The organizing committee for the event includes the top names in fashion and especially acting, with Bradley Cooper, Blake Lively and Ryan Reynolds, Chadwick Boseman, Lupita Nyong’o and Jennifer Lopez with fiance Alex Rodriguez on the list. For a complete rundown, read The Hollywood Reporter.

Last year’s theme focused on the Vatican’s influence on fashion, giving Lena Waithe the opportunity to make a major fashion statement in the time of Trump.
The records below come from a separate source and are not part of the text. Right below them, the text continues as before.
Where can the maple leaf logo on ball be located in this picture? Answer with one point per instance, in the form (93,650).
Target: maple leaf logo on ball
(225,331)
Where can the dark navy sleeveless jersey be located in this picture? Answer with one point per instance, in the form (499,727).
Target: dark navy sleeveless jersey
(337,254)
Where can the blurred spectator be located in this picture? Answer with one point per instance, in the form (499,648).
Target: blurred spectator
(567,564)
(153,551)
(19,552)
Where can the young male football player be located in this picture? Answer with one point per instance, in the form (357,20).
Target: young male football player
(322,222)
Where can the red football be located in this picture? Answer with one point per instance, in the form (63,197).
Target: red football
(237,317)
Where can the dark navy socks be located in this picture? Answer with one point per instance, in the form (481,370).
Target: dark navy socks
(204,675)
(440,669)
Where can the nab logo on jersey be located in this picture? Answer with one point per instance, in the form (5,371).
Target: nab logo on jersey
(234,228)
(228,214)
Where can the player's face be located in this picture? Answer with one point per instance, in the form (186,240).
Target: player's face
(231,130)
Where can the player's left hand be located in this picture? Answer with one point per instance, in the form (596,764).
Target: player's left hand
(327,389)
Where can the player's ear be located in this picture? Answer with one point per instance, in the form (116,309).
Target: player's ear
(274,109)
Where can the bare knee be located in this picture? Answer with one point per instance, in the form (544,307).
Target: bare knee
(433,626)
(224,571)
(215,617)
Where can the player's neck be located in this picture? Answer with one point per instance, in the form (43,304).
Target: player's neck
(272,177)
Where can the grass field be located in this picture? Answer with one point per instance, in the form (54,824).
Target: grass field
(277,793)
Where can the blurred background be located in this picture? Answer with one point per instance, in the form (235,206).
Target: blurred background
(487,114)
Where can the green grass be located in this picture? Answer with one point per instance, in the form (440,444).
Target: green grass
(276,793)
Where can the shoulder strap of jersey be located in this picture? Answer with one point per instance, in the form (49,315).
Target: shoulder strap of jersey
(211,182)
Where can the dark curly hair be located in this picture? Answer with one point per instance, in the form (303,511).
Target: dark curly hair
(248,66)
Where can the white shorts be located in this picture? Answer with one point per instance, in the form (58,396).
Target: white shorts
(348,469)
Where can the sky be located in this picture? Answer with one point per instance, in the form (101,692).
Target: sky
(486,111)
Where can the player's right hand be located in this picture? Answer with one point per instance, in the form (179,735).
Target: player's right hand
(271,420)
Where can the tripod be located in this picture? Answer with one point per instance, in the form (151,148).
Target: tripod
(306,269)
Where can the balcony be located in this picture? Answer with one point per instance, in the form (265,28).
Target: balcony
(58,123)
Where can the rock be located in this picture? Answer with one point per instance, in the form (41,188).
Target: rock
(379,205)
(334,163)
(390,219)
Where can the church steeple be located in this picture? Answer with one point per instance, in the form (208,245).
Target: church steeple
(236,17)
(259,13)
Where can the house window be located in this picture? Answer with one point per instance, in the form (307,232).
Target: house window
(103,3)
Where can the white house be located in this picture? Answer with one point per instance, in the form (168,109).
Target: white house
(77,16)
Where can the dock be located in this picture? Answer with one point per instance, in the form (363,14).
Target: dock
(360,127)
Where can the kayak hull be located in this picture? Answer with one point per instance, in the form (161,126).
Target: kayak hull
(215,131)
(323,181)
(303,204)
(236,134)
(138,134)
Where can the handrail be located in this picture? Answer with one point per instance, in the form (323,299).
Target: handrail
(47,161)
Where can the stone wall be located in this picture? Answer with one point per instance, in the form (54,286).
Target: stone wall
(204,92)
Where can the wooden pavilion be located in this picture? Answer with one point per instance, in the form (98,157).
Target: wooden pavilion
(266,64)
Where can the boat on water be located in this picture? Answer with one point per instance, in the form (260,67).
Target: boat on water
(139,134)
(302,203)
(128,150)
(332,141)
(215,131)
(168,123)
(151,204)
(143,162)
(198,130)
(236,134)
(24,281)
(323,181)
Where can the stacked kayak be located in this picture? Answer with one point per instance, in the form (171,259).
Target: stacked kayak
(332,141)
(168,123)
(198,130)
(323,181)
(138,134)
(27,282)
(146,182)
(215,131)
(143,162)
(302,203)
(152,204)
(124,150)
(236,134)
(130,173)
Wintour talks politics and values with Amanpour.

Lena Waithe at the 2018 Met Gala wearing a rainbow pride flag cape designed by Carolina Herrera. (Getty Images  via The Evening Standard.)
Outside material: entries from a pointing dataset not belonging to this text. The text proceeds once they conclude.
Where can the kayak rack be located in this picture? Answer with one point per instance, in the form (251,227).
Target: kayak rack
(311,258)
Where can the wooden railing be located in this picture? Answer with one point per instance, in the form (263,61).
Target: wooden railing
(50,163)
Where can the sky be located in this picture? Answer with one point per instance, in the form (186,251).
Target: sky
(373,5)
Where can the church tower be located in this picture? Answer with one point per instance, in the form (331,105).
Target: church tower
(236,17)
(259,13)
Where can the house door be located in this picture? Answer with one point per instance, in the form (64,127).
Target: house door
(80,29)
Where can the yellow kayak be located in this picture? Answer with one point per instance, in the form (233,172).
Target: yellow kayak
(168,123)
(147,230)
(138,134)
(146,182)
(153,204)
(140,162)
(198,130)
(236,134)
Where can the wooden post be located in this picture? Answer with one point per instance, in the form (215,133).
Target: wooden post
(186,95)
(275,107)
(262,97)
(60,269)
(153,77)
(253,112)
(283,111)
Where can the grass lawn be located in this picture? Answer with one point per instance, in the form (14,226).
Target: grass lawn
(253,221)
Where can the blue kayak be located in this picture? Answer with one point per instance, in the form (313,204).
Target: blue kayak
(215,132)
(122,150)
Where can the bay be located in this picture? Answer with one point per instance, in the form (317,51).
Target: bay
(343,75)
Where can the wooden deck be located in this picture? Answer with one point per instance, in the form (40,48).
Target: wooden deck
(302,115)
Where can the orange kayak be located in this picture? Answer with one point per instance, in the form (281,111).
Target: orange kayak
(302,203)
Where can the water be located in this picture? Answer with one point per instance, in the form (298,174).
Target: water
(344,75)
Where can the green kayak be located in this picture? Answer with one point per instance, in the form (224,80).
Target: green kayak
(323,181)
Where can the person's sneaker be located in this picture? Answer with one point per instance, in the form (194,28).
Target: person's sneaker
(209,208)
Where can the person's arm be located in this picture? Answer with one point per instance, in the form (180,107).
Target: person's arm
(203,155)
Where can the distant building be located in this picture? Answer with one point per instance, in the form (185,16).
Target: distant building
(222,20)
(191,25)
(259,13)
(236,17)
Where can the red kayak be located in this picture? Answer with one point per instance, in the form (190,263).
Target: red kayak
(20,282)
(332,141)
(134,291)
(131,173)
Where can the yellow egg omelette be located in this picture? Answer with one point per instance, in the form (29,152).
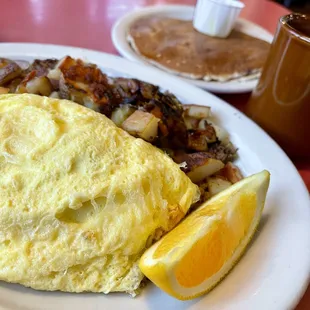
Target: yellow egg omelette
(80,199)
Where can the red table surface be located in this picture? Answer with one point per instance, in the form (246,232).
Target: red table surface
(87,23)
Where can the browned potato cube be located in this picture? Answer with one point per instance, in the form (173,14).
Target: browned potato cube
(142,124)
(196,111)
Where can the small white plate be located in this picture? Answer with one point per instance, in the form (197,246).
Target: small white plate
(273,273)
(119,38)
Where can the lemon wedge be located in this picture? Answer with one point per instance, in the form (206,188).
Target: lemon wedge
(192,258)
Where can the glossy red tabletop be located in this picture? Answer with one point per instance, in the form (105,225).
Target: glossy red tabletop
(87,23)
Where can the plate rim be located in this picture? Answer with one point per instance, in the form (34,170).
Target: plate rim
(32,49)
(123,47)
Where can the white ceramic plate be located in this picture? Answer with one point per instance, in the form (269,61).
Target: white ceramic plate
(119,38)
(275,270)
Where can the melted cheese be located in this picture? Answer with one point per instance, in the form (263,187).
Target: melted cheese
(79,197)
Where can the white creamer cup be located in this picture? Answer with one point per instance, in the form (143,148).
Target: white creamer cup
(216,17)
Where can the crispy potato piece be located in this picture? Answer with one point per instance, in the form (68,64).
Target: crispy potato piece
(196,111)
(191,123)
(4,90)
(198,166)
(217,184)
(119,115)
(231,172)
(9,72)
(39,85)
(198,139)
(142,124)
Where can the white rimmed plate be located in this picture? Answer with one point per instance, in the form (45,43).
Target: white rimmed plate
(274,271)
(119,38)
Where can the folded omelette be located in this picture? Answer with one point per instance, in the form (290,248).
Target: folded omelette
(80,199)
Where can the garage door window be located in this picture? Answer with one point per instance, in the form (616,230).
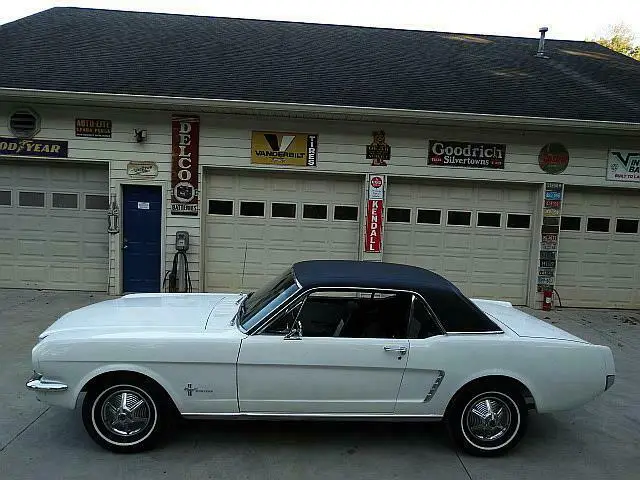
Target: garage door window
(518,220)
(314,212)
(486,219)
(252,209)
(624,225)
(597,224)
(345,212)
(65,200)
(31,199)
(457,218)
(96,202)
(5,197)
(430,217)
(220,207)
(283,210)
(399,215)
(570,224)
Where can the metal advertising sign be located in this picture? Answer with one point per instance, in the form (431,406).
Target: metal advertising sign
(87,127)
(550,231)
(273,148)
(624,165)
(33,148)
(185,138)
(464,154)
(375,205)
(379,151)
(142,169)
(553,158)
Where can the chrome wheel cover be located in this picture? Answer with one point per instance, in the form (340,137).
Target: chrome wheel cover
(487,418)
(125,412)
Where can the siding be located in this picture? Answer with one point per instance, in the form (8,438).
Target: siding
(225,143)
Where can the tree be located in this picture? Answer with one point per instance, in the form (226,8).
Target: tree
(620,38)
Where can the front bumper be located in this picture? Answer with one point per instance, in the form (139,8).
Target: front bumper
(40,384)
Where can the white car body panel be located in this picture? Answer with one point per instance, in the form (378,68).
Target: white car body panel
(190,339)
(319,375)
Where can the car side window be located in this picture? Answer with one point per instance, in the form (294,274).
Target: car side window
(355,314)
(422,323)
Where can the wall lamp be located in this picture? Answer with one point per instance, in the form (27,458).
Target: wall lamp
(141,135)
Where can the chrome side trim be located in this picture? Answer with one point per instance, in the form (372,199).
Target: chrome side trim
(38,384)
(434,387)
(492,332)
(314,416)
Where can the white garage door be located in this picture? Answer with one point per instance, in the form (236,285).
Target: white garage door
(477,236)
(276,220)
(54,224)
(599,249)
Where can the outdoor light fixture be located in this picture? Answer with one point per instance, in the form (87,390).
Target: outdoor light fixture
(141,135)
(113,216)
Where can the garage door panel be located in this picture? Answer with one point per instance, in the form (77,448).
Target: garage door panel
(491,262)
(599,269)
(274,243)
(42,244)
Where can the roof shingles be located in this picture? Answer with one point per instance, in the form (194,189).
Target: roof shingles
(87,50)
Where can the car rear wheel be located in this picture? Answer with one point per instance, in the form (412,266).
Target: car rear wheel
(125,416)
(488,421)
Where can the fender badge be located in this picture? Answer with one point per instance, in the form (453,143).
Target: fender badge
(190,389)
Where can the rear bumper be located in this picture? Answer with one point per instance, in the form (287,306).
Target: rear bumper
(39,384)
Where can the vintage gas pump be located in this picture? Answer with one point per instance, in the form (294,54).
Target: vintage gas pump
(178,278)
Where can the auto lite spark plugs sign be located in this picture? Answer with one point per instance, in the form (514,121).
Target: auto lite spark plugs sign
(373,230)
(185,133)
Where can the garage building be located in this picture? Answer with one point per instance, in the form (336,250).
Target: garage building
(510,170)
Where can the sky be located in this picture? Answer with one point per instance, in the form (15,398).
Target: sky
(566,19)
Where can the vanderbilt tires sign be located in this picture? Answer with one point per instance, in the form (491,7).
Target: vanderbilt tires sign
(277,148)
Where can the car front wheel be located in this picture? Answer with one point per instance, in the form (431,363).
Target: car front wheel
(487,421)
(125,416)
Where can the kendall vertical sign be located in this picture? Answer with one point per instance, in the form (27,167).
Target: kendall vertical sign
(185,140)
(375,205)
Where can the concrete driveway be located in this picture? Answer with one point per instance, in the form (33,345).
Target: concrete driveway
(598,441)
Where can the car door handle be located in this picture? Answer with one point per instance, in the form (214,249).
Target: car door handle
(395,349)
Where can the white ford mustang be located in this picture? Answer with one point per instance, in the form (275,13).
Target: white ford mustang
(326,339)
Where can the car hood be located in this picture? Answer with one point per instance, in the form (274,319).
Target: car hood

Lena Waithe at the 2018 Met Gala wearing a rainbow pride flag cape designed by Carolina Herrera. (Getty Images via The Evening Standard.)

Amanpour writes that Wintour referenced multiple times during the interview the need of “taking a stand”. Both her support of Hillary Clinton and agony over the election of Donald Trump to the US presidency are well documented. Wintour put Michelle Obama on Vogue's cover three times, and the magazine has recently profiled Senator Kamala Harris and Rep. Alexandria Ocasio-Cortez.
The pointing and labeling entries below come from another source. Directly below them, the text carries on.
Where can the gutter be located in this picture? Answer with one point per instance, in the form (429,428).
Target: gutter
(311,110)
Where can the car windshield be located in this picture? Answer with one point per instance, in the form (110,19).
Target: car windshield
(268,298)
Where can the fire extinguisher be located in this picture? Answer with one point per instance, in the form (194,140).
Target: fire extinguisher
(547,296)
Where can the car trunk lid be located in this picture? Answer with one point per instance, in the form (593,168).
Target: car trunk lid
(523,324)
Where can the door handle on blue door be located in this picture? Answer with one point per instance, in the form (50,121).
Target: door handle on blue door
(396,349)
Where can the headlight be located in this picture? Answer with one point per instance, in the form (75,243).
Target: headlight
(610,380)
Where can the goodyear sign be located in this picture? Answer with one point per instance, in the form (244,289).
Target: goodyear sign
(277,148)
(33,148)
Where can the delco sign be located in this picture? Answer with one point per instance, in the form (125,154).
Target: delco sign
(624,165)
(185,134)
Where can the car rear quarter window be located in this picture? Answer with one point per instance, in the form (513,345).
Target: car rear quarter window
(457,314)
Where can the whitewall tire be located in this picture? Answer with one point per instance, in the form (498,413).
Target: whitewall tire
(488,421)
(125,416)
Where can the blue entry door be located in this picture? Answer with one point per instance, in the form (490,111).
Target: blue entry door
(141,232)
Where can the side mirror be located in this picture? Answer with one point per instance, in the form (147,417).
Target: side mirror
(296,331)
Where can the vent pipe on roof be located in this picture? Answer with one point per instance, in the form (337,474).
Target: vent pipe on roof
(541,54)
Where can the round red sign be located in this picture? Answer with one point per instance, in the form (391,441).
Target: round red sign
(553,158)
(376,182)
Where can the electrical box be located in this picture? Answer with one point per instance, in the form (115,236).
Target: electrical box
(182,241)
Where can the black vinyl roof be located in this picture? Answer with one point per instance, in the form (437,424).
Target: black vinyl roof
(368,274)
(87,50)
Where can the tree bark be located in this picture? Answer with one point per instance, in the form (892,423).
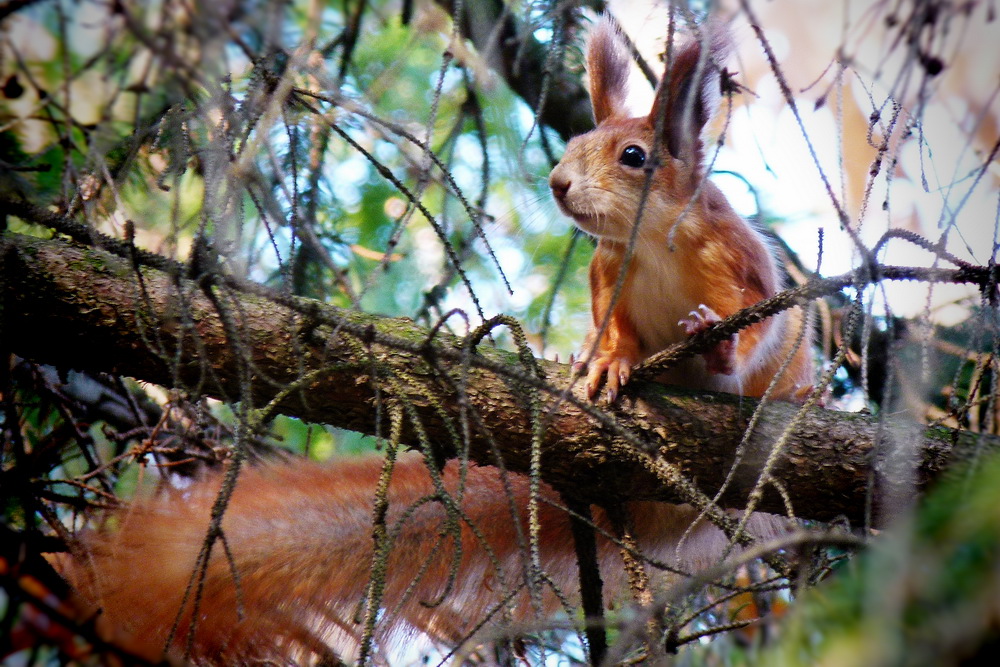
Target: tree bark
(75,306)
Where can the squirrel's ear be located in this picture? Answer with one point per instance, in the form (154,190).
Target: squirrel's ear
(608,62)
(688,94)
Asked about Vogue's forays into politics, Wintour said: "I don't think it's a moment not to take a stand ... I believe, as I think those of us who work at Condé Nast believe, that you have to stand up for what you believe in and you have to take a point of view."

Asked about the majority of Vogue political figures being Democrats, the editor-in-chief responded: "I think it's very, very important to have a point of view, and we profile women in the magazine that we believe in ... After the defeat of Secretary Clinton in 2016 (in particular), we believe that women should have a leadership position and we intend to support them."

New Zealand's prime minister Jacinda Ardern, who received a staggering amount of praise for her response to the terror attacks on two mosques in Christchurch, is another female politician with major support from Vogue and Wintour herself. "I think that she's an exceptionally direct, articulate person," Wintour said of Ardern. "And there is no sense that she's ever on message.

"She truly brought the country together in such a remarkable way that I haven't seen many other leaders achieve. And she was just so moving, and when she said, 'we are all one country,' it was a message that a lot of other leaders could learn from."

Anna Wintour will celebrate her 70th birthday this year, and Condé Nast insists she’s not going anywhere. Amanpour’s interview happened the day after Condé Nast appointed Roger Lynch, former CEO of the music streaming service Pandora, as its first global chief executive.

"Anna Wintour is an incredibly talented and creative leader whose influence is beyond measure," Sauerberg's statement read. "She is integral to the future of our company's transformation and has agreed to work with me indefinitely in her role as editor-in-chief, Vogue and artistic director of Condé Nast."

WWD quotes insiders as saying that British Vogue editor in chief Edward Enninful, most frequently brought up as Wintour’s future replacement, is not headed Stateside.

"Edward is a brilliant editor," Wintour tells Amanpour. "And I think he's really, in his fearless style of editing, brought a completely different point of view to British Vogue -- with no disrespect to the editor that was there for many years before Edward.

"I think that he's very passionate about race. He's very passionate about politics ... He is taking a stand and he is not trying to please everybody, because you can't in this day and age."